Collective Intelligence




Case Study: Facebook

How knowledge community enabling collective intelligence?

Collective Intelligence (CI) is traditionally understood as the intelligence emerging from the interaction between interconnected, communicating individuals. Social network like Facebook enabling collective intelligence. Facebook is a social media platform that allows the community spread their knowledge and thoughts in it. Facebook collects knowledge from the individuals, people are involved in the participatory culture while they are sharing or spreading their knowledge on Facebook. For example, people can create a Facebook page for a topic and people who know things about the topic can share their knowledge of what they know on the page. Therefore, others that do not know anything about the topic can refer to their post and learn from the others. Facebook allows people to have and share an experience and to keep up with friends' current daily occurrences. It turned out that even strangers could be drawn in and shares their own pieces of their life as well. Collectively, the experiences shared from reviewing a book, or movie, or restaurant can influence others in a personal way that is not expected.





How Facebook has created opportunities and challenges from the aspect of digital technologies?

Facebook creates an opportunity for people around the world gets connected together on one platform. It allows the participants to learn from one another, sharing information and make life easier. Facebook also help people improve their digital and social media skills. If you’re an entrepreneur, Facebook can show you ways to create a free online presence.If you’re a business owner Facebook are going to offer ways your business can expand its digital footprint and find new customers around the corner and around the globe. Facebook also help community members use technology to bring people together, with features like Events and Groups.It also offers a low-cost scalable platform for interacting with a huge audience. 

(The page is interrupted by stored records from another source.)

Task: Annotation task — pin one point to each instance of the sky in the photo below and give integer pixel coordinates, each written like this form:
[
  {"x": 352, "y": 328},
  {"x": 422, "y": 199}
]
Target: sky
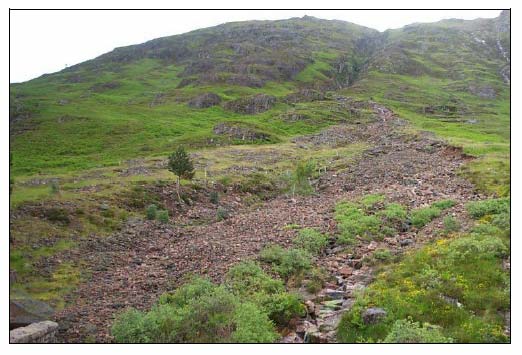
[{"x": 47, "y": 41}]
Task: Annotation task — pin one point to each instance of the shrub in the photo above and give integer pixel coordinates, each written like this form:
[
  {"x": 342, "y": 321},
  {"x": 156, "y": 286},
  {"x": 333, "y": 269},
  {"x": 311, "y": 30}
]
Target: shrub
[
  {"x": 252, "y": 325},
  {"x": 451, "y": 224},
  {"x": 283, "y": 307},
  {"x": 300, "y": 179},
  {"x": 54, "y": 188},
  {"x": 163, "y": 216},
  {"x": 214, "y": 197},
  {"x": 198, "y": 312},
  {"x": 316, "y": 280},
  {"x": 287, "y": 263},
  {"x": 257, "y": 183},
  {"x": 151, "y": 212},
  {"x": 371, "y": 202},
  {"x": 443, "y": 204},
  {"x": 394, "y": 213},
  {"x": 249, "y": 282},
  {"x": 311, "y": 240},
  {"x": 488, "y": 207},
  {"x": 58, "y": 215},
  {"x": 247, "y": 278},
  {"x": 181, "y": 165},
  {"x": 476, "y": 246},
  {"x": 382, "y": 254},
  {"x": 422, "y": 216},
  {"x": 407, "y": 331},
  {"x": 222, "y": 214}
]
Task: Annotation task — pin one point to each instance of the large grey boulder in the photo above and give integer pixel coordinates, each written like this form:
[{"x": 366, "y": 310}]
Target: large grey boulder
[{"x": 25, "y": 311}]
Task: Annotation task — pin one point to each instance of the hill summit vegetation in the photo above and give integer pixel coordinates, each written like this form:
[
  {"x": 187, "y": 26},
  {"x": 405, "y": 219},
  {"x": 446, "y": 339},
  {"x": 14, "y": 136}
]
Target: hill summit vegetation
[{"x": 328, "y": 183}]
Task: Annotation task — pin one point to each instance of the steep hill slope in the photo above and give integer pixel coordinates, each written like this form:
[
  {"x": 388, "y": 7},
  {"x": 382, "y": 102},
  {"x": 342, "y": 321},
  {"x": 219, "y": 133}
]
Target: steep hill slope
[{"x": 269, "y": 111}]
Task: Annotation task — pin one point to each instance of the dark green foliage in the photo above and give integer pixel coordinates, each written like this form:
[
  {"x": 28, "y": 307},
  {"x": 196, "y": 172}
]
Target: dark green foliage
[
  {"x": 316, "y": 280},
  {"x": 57, "y": 215},
  {"x": 151, "y": 212},
  {"x": 405, "y": 331},
  {"x": 163, "y": 216},
  {"x": 451, "y": 224},
  {"x": 222, "y": 214},
  {"x": 287, "y": 263},
  {"x": 443, "y": 204},
  {"x": 257, "y": 183},
  {"x": 300, "y": 180},
  {"x": 427, "y": 285},
  {"x": 353, "y": 222},
  {"x": 492, "y": 206},
  {"x": 181, "y": 165},
  {"x": 248, "y": 281},
  {"x": 199, "y": 312},
  {"x": 382, "y": 254},
  {"x": 55, "y": 188},
  {"x": 422, "y": 216},
  {"x": 247, "y": 278},
  {"x": 311, "y": 240}
]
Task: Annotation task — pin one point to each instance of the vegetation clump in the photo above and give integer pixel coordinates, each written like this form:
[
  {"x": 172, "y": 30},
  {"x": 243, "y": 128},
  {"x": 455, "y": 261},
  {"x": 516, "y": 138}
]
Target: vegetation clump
[
  {"x": 287, "y": 263},
  {"x": 457, "y": 284},
  {"x": 311, "y": 240},
  {"x": 198, "y": 312},
  {"x": 405, "y": 331},
  {"x": 181, "y": 165}
]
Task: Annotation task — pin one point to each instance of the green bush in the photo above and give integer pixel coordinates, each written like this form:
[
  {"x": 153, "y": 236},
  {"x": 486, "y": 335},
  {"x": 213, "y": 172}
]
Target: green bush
[
  {"x": 163, "y": 216},
  {"x": 316, "y": 280},
  {"x": 422, "y": 216},
  {"x": 311, "y": 240},
  {"x": 252, "y": 325},
  {"x": 198, "y": 312},
  {"x": 443, "y": 204},
  {"x": 287, "y": 263},
  {"x": 282, "y": 307},
  {"x": 300, "y": 179},
  {"x": 151, "y": 212},
  {"x": 394, "y": 214},
  {"x": 249, "y": 282},
  {"x": 451, "y": 224},
  {"x": 407, "y": 331},
  {"x": 214, "y": 197},
  {"x": 488, "y": 207},
  {"x": 371, "y": 202},
  {"x": 382, "y": 254},
  {"x": 58, "y": 215},
  {"x": 427, "y": 284},
  {"x": 352, "y": 222},
  {"x": 247, "y": 278},
  {"x": 222, "y": 214}
]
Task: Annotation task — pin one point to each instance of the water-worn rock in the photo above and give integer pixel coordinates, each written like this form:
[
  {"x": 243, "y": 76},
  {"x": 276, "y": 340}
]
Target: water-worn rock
[
  {"x": 251, "y": 105},
  {"x": 26, "y": 311},
  {"x": 41, "y": 332},
  {"x": 373, "y": 315}
]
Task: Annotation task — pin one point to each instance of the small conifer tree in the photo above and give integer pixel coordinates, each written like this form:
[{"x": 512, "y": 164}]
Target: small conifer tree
[{"x": 181, "y": 165}]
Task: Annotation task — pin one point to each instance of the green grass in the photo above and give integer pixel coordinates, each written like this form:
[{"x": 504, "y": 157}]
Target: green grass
[{"x": 427, "y": 284}]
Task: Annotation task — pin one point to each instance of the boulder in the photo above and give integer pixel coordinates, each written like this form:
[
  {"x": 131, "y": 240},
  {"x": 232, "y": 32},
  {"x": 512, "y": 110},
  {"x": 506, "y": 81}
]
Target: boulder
[
  {"x": 25, "y": 311},
  {"x": 373, "y": 315},
  {"x": 205, "y": 100},
  {"x": 251, "y": 105}
]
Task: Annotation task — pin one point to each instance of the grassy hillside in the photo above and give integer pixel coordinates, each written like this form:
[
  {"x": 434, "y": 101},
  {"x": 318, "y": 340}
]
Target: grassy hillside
[{"x": 88, "y": 146}]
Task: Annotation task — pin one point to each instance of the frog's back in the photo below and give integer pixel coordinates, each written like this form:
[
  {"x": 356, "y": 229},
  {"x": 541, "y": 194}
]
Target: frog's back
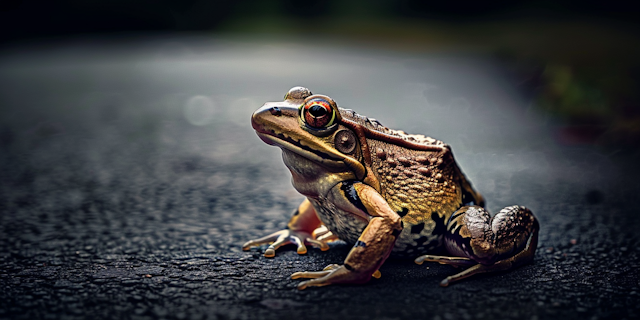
[{"x": 422, "y": 184}]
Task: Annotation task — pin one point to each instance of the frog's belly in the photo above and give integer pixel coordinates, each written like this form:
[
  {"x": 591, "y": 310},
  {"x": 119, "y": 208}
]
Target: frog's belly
[
  {"x": 345, "y": 225},
  {"x": 412, "y": 241}
]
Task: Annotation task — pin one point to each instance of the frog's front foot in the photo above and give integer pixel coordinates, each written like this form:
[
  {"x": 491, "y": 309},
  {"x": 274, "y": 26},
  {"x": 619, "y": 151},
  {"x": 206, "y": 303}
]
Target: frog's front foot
[
  {"x": 284, "y": 237},
  {"x": 486, "y": 244},
  {"x": 332, "y": 274}
]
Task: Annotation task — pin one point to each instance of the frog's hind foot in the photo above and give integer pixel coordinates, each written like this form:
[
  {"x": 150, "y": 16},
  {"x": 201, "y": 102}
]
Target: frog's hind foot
[{"x": 488, "y": 244}]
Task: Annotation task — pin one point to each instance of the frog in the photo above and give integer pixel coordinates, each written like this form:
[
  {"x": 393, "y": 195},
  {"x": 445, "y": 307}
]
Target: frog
[{"x": 385, "y": 193}]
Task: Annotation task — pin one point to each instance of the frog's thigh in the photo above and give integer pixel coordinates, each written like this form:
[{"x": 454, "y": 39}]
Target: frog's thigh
[
  {"x": 374, "y": 244},
  {"x": 488, "y": 244}
]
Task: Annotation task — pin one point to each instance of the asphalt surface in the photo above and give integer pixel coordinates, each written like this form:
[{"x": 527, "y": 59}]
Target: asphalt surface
[{"x": 131, "y": 177}]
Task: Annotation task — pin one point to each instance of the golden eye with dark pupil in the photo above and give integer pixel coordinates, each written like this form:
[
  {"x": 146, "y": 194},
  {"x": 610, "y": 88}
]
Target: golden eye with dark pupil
[{"x": 318, "y": 113}]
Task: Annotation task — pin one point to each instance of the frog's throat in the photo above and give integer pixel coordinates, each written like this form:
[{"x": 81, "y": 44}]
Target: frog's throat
[{"x": 326, "y": 157}]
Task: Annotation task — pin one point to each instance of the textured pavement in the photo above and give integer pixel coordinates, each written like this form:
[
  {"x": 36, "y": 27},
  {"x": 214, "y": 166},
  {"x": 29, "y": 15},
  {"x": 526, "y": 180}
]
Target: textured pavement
[{"x": 130, "y": 177}]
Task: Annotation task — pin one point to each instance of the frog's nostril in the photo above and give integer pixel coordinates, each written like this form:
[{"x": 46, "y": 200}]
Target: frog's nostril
[{"x": 275, "y": 111}]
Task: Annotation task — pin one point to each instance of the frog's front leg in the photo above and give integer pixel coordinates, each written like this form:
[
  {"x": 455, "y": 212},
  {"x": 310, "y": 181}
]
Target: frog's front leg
[
  {"x": 374, "y": 244},
  {"x": 487, "y": 244},
  {"x": 299, "y": 232}
]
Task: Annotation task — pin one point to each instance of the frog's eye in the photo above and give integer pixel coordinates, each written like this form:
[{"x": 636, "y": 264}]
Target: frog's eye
[{"x": 318, "y": 113}]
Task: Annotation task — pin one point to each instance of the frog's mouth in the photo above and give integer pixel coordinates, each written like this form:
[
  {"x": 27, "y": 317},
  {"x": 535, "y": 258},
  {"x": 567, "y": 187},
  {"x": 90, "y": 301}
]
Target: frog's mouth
[
  {"x": 282, "y": 141},
  {"x": 322, "y": 156}
]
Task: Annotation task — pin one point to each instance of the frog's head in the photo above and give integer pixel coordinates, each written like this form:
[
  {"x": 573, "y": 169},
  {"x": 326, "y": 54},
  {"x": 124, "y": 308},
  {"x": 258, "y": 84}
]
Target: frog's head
[{"x": 310, "y": 126}]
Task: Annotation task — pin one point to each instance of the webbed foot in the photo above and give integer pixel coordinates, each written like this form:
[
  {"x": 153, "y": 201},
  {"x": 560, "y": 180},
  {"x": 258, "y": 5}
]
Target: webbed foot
[
  {"x": 284, "y": 237},
  {"x": 488, "y": 244},
  {"x": 332, "y": 274}
]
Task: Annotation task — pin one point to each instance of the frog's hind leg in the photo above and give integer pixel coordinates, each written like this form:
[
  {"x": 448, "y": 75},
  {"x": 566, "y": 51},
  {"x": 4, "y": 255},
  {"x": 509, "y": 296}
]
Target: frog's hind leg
[{"x": 486, "y": 244}]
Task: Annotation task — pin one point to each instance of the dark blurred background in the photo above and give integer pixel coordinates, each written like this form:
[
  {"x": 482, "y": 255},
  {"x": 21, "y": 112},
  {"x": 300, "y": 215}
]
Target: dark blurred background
[{"x": 578, "y": 61}]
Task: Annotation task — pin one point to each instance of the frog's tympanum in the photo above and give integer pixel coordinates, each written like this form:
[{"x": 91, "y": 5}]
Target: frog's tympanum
[{"x": 384, "y": 191}]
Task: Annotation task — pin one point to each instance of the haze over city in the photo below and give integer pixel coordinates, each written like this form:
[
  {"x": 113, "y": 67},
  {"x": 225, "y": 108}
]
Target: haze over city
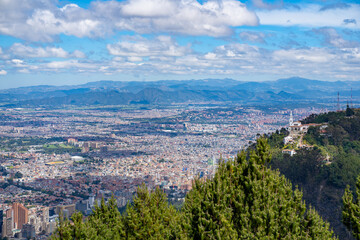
[{"x": 72, "y": 42}]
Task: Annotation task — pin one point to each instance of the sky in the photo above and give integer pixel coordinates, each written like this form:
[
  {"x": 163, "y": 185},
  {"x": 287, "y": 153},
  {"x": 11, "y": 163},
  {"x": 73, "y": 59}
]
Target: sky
[{"x": 62, "y": 42}]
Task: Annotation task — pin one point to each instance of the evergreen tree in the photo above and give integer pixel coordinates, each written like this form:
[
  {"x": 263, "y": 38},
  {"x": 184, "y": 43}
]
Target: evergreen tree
[
  {"x": 351, "y": 210},
  {"x": 246, "y": 200},
  {"x": 150, "y": 216}
]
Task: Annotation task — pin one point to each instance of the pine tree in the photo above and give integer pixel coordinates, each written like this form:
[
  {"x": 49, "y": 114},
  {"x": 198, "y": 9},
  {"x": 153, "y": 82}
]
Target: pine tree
[
  {"x": 150, "y": 216},
  {"x": 351, "y": 210},
  {"x": 246, "y": 200}
]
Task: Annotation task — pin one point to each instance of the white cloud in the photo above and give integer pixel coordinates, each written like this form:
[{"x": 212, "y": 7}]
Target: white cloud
[
  {"x": 75, "y": 64},
  {"x": 43, "y": 20},
  {"x": 332, "y": 38},
  {"x": 160, "y": 46},
  {"x": 311, "y": 16},
  {"x": 23, "y": 51},
  {"x": 313, "y": 55},
  {"x": 253, "y": 36}
]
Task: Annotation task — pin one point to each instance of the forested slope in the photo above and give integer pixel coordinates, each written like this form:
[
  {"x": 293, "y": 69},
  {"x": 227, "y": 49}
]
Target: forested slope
[
  {"x": 323, "y": 183},
  {"x": 244, "y": 200}
]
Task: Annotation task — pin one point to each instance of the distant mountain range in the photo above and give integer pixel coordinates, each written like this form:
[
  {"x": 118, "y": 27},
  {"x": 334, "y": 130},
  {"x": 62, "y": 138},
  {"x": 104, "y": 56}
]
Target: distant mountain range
[{"x": 179, "y": 91}]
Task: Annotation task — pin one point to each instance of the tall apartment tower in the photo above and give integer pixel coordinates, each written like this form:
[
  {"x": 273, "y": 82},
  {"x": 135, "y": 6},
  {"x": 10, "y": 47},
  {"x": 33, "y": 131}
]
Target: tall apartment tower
[{"x": 20, "y": 215}]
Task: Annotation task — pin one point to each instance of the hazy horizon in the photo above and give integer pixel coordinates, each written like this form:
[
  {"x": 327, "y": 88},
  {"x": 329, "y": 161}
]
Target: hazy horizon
[{"x": 72, "y": 42}]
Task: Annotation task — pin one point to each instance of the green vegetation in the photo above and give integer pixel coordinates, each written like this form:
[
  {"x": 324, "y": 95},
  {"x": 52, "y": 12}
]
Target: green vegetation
[
  {"x": 323, "y": 184},
  {"x": 244, "y": 200},
  {"x": 351, "y": 213}
]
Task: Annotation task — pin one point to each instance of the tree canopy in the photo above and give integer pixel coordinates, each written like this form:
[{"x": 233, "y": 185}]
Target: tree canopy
[{"x": 244, "y": 200}]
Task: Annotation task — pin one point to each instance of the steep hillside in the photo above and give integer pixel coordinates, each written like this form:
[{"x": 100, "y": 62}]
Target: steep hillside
[{"x": 330, "y": 161}]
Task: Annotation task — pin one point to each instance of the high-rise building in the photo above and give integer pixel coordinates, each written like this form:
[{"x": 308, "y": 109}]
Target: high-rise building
[
  {"x": 20, "y": 214},
  {"x": 28, "y": 231},
  {"x": 1, "y": 220}
]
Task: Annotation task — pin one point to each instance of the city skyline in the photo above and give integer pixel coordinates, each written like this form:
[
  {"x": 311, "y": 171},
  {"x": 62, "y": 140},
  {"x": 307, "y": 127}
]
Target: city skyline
[{"x": 67, "y": 42}]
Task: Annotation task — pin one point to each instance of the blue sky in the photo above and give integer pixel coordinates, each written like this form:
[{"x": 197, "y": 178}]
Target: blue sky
[{"x": 58, "y": 42}]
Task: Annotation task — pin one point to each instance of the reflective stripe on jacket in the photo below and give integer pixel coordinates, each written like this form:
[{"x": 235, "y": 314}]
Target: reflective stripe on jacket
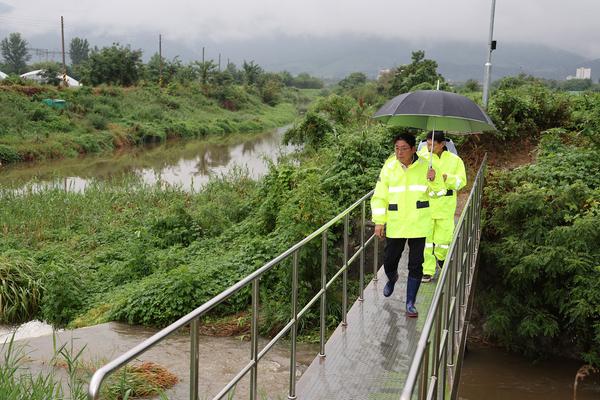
[
  {"x": 401, "y": 198},
  {"x": 452, "y": 165}
]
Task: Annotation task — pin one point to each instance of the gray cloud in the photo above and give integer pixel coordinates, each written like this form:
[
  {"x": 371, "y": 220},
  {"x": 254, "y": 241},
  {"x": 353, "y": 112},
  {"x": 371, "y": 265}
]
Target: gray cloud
[
  {"x": 5, "y": 8},
  {"x": 551, "y": 22}
]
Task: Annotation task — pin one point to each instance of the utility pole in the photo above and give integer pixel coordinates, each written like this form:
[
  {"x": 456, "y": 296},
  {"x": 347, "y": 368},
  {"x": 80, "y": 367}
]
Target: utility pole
[
  {"x": 62, "y": 35},
  {"x": 160, "y": 58},
  {"x": 487, "y": 74}
]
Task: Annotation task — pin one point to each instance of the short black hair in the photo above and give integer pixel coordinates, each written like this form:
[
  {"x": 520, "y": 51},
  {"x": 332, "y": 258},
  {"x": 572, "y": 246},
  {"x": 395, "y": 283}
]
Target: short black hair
[
  {"x": 439, "y": 136},
  {"x": 407, "y": 137}
]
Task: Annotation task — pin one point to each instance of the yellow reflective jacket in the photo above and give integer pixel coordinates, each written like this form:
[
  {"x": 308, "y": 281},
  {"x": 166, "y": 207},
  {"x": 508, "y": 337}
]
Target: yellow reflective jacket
[
  {"x": 452, "y": 165},
  {"x": 401, "y": 198}
]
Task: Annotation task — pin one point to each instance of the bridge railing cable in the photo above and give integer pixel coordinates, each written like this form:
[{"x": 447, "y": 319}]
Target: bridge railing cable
[
  {"x": 435, "y": 369},
  {"x": 296, "y": 313}
]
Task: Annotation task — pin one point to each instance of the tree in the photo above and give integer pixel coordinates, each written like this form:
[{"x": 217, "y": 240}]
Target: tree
[
  {"x": 353, "y": 80},
  {"x": 206, "y": 71},
  {"x": 421, "y": 73},
  {"x": 117, "y": 65},
  {"x": 252, "y": 72},
  {"x": 270, "y": 85},
  {"x": 577, "y": 85},
  {"x": 170, "y": 69},
  {"x": 472, "y": 85},
  {"x": 79, "y": 50},
  {"x": 51, "y": 72},
  {"x": 15, "y": 54}
]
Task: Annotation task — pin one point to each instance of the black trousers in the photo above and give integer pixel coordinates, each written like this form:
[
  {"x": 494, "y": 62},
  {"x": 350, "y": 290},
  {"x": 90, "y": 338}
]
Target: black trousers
[{"x": 393, "y": 251}]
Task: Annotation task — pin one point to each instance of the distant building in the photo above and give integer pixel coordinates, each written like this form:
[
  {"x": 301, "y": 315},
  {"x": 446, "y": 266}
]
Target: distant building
[
  {"x": 37, "y": 76},
  {"x": 382, "y": 72},
  {"x": 583, "y": 73}
]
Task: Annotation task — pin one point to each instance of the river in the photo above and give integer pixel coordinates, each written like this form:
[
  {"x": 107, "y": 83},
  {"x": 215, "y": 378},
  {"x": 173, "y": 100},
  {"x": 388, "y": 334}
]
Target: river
[
  {"x": 487, "y": 373},
  {"x": 188, "y": 164},
  {"x": 493, "y": 374}
]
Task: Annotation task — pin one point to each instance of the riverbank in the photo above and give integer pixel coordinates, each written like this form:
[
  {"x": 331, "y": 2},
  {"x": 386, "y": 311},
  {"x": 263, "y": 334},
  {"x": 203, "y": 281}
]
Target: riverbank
[
  {"x": 493, "y": 374},
  {"x": 107, "y": 118}
]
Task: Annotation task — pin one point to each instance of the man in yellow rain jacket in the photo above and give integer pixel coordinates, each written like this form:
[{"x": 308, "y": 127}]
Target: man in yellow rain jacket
[
  {"x": 400, "y": 207},
  {"x": 443, "y": 208}
]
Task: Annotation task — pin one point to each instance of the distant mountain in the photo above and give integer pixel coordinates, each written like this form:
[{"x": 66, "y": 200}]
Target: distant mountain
[
  {"x": 593, "y": 64},
  {"x": 336, "y": 57}
]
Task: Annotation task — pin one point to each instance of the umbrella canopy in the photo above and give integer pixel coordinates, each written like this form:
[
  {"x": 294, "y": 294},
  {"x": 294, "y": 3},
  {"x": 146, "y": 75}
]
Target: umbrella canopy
[{"x": 435, "y": 110}]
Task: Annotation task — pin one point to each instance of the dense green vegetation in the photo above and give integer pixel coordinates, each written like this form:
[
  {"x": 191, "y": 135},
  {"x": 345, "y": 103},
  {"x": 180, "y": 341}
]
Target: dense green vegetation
[
  {"x": 17, "y": 382},
  {"x": 539, "y": 280},
  {"x": 147, "y": 255}
]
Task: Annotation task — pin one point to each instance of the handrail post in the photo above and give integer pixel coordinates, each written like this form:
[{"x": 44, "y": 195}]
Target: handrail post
[
  {"x": 194, "y": 359},
  {"x": 425, "y": 372},
  {"x": 437, "y": 342},
  {"x": 345, "y": 273},
  {"x": 294, "y": 329},
  {"x": 375, "y": 257},
  {"x": 254, "y": 340},
  {"x": 362, "y": 254},
  {"x": 324, "y": 295}
]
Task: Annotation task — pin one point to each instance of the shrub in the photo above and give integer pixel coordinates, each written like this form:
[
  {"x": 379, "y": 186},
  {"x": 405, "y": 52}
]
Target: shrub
[{"x": 540, "y": 273}]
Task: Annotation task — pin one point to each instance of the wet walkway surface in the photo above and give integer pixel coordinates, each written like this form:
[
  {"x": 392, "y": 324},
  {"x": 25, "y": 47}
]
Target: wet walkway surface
[
  {"x": 369, "y": 358},
  {"x": 220, "y": 358}
]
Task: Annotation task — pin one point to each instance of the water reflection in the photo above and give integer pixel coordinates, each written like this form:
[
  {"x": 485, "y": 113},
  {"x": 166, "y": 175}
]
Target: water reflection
[{"x": 188, "y": 164}]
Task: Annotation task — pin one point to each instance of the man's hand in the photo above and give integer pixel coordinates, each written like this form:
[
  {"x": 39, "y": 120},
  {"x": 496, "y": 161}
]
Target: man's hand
[{"x": 431, "y": 174}]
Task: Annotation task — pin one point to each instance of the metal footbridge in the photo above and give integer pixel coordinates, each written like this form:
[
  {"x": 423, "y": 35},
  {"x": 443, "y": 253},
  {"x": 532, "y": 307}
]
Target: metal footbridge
[{"x": 376, "y": 352}]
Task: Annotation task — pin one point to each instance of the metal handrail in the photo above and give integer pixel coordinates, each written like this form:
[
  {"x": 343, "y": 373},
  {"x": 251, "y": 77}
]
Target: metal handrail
[
  {"x": 192, "y": 318},
  {"x": 449, "y": 313}
]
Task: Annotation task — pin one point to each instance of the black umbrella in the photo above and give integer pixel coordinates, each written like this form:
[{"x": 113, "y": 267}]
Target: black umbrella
[{"x": 435, "y": 110}]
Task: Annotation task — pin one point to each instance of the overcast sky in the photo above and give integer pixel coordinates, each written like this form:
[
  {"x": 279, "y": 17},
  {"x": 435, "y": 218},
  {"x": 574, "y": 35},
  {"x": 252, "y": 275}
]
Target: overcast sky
[{"x": 570, "y": 25}]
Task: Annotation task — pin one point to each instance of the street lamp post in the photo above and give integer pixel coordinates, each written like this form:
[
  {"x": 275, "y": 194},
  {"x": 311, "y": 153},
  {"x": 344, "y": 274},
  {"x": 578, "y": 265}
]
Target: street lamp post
[{"x": 487, "y": 74}]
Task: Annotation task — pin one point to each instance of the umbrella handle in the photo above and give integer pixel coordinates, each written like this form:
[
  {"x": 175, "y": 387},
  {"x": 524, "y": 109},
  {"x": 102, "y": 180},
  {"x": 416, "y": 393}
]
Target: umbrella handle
[{"x": 432, "y": 142}]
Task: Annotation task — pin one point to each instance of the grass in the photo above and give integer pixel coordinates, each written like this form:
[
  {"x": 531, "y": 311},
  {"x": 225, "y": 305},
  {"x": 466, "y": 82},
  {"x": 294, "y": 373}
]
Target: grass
[
  {"x": 141, "y": 380},
  {"x": 105, "y": 118}
]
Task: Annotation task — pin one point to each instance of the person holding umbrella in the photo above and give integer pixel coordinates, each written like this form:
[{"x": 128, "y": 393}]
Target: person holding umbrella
[
  {"x": 401, "y": 212},
  {"x": 442, "y": 208},
  {"x": 393, "y": 201}
]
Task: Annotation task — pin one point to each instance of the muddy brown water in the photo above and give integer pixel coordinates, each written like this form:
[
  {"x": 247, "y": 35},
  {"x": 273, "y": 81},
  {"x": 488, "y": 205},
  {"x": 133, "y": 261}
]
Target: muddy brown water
[
  {"x": 188, "y": 164},
  {"x": 221, "y": 358},
  {"x": 492, "y": 374}
]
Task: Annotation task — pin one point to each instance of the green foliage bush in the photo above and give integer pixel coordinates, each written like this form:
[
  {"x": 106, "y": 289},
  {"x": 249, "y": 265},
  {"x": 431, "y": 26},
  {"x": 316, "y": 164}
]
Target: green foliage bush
[
  {"x": 527, "y": 110},
  {"x": 20, "y": 288},
  {"x": 64, "y": 292},
  {"x": 30, "y": 130},
  {"x": 540, "y": 268}
]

The challenges are Facebook is lack of privacy protection.
Facebook's acquisition of facial recognition software face.com is concerning from a privacy perspective for two reasons.
First, it is unclear what Facebook intends to do with the facial recognition data face.com collected. Face.com has stated that its database includes over 30 billion face prints.
If this data is combined with the facial scans from the 300 million images Facebook users upload every day, it would likely create the largest (and largest privately-owned) facial recognition database in the world.
Second, as Facebook expands the tools face.com developed to use mobile devices to collect images and identify people, the security of the data becomes a real issue.
Facebook must show it has adequate measures in place to protect both the integrity of the face recognition data and its users' accounts from hacking and fraud.

Facebook Security
Want to see who has viewed your profile? There's a Facebook app for that. But you shouldn't be too quick to grant it permission to access your account.
Rogue Facebook apps, created by internet scammers and cybercriminals, want to access your personal data and hope to make money by luring you into following links.
These apps run on the Facebook platform itself (don't confuse them with the apps you run on your computer or smartphone), and - if you allow them - have access to your profile, your personal info, your photos.
The result is that you don't know who you are sharing your information with, and who is going to access it. The apps can even present themselves as though they are entirely located on Facebook - even when hosted on third-party websites that could be under the control of any Tom, Dick and Harry.
Most chilling of all, rogue Facebook apps can actually post messages in your name - tricking your online friends into thinking that it's you spreading a link, which could be designed to infect their computers or steal further information.
Maybe Facebook should learn a lesson from Apple? Apple reviews all iPhone/iPad apps before they are allowed in the iOS App Store. That doesn't just stop yet another fart app, it also makes it harder for hackers to spread dangerous code via this route. Whatever Apple is doing, it seems to be doing it right.